Black carbon (soot) is the second largest contributor to global warming after carbon dioxide (CO2) and a potent climate forcing agent. It warms the planet by absorbing heat in the atmosphere and by reducing albedo, the ability to reflect sunlight, when deposited on snow and ice. Yet it is not taken in consideration in the present negotiations and for the quota mechanism. Why is that?Over the years I have attended nine Conferences on Climate Change. They are an extraordinary addition to global governance, but they can become set in their ways and bureaucratic. For instance, it took years to get proper consideration of the impact of burning down rainforests as a major driver of climate change. Like for all of us, there is a tendency to stay in our comfort zone. We see this now with Black Carbon. This is technically defined as an aerosol -not a gas- and is therefore not under discussion in Poznan. Yet this is an area where India and China could make major progress in reducing the impact of climate change. I hope that India may yet take the initiative in summoning a conference of all those countries in Asia who would be affected by the melting of the Himalayan glaciers. The impact of glacial melt on Central Asia is particularly terrifying, given the potential for mud slides disturbing toxic and nuclear dumps left by the Russians in the river valleys of Central Asia.

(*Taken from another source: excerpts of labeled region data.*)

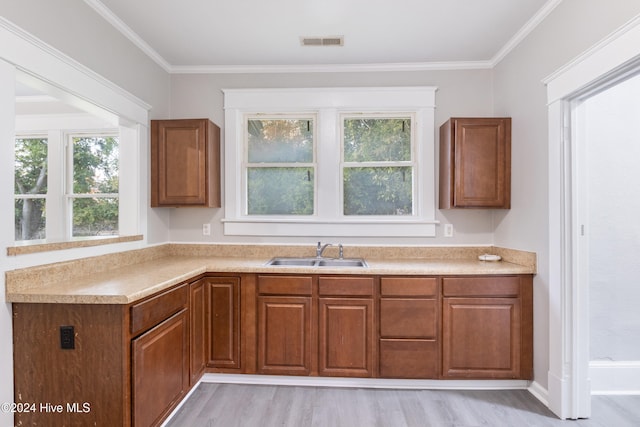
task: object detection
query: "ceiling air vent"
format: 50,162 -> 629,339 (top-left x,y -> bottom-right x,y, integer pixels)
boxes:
300,36 -> 344,46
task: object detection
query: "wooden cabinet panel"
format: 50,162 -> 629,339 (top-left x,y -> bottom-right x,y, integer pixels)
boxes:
380,298 -> 438,339
258,296 -> 315,375
189,279 -> 207,386
380,277 -> 438,297
131,310 -> 189,427
442,298 -> 522,378
131,285 -> 189,335
380,339 -> 439,379
318,298 -> 374,377
318,276 -> 374,296
151,119 -> 221,208
440,117 -> 511,209
205,277 -> 241,369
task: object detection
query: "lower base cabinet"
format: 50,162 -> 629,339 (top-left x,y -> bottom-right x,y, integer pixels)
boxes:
131,309 -> 189,426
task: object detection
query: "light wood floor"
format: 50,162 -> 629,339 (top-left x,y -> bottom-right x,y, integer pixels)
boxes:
167,383 -> 640,427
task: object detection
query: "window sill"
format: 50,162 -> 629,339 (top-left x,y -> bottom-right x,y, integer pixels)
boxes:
222,218 -> 438,237
7,235 -> 143,256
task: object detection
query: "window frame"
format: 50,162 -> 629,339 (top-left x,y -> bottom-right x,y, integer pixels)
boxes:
241,112 -> 318,219
222,86 -> 438,237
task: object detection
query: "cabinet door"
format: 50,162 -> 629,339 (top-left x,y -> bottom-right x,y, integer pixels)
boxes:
205,277 -> 240,369
318,298 -> 374,377
131,310 -> 189,427
442,298 -> 521,378
440,118 -> 511,209
151,119 -> 220,207
258,296 -> 313,375
189,280 -> 207,385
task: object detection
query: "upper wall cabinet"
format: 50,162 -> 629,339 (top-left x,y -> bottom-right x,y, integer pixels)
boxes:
151,119 -> 221,208
440,117 -> 511,209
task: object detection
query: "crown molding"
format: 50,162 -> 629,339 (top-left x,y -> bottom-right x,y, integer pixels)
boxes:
84,0 -> 562,74
84,0 -> 172,73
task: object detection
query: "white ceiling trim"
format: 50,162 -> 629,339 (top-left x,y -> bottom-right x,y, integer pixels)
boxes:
84,0 -> 172,73
491,0 -> 562,67
171,61 -> 493,74
84,0 -> 562,74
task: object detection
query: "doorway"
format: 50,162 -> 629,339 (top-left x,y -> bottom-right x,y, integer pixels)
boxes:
572,74 -> 640,394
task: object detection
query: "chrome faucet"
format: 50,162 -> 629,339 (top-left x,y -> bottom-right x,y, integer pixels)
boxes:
316,242 -> 331,258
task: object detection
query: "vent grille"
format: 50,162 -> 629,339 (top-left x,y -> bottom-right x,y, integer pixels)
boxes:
300,36 -> 344,46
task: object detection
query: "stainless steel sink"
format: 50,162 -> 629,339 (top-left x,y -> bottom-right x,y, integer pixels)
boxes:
266,257 -> 368,267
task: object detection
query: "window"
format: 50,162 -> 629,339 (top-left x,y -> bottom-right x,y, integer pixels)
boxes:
223,87 -> 436,237
246,116 -> 315,215
14,130 -> 120,242
342,117 -> 414,216
66,135 -> 119,237
14,136 -> 48,240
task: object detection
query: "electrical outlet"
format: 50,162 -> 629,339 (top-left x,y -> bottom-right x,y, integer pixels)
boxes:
444,224 -> 453,237
60,326 -> 76,350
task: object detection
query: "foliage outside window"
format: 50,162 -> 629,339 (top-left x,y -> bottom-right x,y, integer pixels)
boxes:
342,117 -> 413,216
14,133 -> 119,241
246,117 -> 315,215
68,135 -> 119,237
14,137 -> 48,240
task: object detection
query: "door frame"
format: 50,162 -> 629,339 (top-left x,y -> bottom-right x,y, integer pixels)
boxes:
543,16 -> 640,419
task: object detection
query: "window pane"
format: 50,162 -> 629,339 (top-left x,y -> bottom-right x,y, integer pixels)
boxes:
247,119 -> 313,163
73,198 -> 118,237
247,168 -> 314,215
15,199 -> 47,240
73,136 -> 118,194
344,167 -> 413,215
344,118 -> 411,162
14,138 -> 47,194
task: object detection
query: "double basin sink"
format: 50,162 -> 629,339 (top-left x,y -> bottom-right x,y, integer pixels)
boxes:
266,257 -> 368,267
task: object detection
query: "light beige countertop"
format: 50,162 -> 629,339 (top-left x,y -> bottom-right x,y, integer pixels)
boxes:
6,245 -> 536,304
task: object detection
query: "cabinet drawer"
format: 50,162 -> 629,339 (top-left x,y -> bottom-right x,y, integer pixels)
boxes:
380,277 -> 438,297
318,277 -> 373,296
442,276 -> 520,297
380,298 -> 438,338
258,276 -> 313,295
131,284 -> 189,335
380,339 -> 438,379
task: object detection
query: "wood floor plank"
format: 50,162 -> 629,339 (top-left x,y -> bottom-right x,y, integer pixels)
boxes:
166,383 -> 640,427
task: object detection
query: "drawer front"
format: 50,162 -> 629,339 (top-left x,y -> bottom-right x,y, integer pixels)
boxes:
258,276 -> 313,295
131,284 -> 189,335
442,276 -> 520,297
380,298 -> 438,338
318,277 -> 374,296
380,339 -> 438,379
380,277 -> 438,297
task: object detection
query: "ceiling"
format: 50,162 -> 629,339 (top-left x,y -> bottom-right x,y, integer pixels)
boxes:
85,0 -> 561,72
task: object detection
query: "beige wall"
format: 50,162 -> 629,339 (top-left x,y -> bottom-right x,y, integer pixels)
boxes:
170,70 -> 494,245
494,0 -> 640,388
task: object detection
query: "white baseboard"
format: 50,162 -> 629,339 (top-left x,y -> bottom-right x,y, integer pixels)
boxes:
201,374 -> 530,390
589,361 -> 640,394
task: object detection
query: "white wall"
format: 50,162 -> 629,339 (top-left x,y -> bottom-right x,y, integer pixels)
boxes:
494,0 -> 640,389
584,76 -> 640,361
170,70 -> 494,245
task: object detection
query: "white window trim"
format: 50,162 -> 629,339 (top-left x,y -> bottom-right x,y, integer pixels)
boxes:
222,86 -> 437,237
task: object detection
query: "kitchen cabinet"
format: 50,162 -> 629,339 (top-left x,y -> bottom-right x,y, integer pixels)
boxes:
442,276 -> 533,379
257,276 -> 317,375
12,284 -> 190,427
439,117 -> 511,209
189,279 -> 208,386
203,277 -> 241,372
379,277 -> 440,379
318,276 -> 376,377
151,119 -> 221,208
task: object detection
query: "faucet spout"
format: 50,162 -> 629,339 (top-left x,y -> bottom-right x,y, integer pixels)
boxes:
316,242 -> 331,258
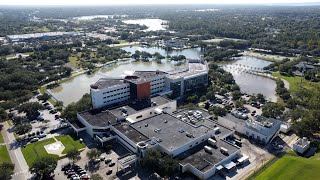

World actors on the move and technology breakthroughs. Are conferences like Poznan ultimately useful? Are we on the right track?As usual with environmental issues, everything is related to everything else. The most important way in which the Indians could reduce their emissions of soot is by the reduction in the use of firewood for cooking in rural India. In an ideal world they would do this by switching to cooking stoves that generate biogas and leave a residue of Biochar. Biochar actively takes carbon out of the atmosphere and sequesters it while improving soil fertility. Lots of expert soil scientists know all about this, but they are unlikely to be in Poznan! The best we can do is to keep on passing these bits of information around, in the hope that the relevant negotiators and politicians will come to realise that there are -many times already available- sensible ways out of the position we find ourselves in as a species.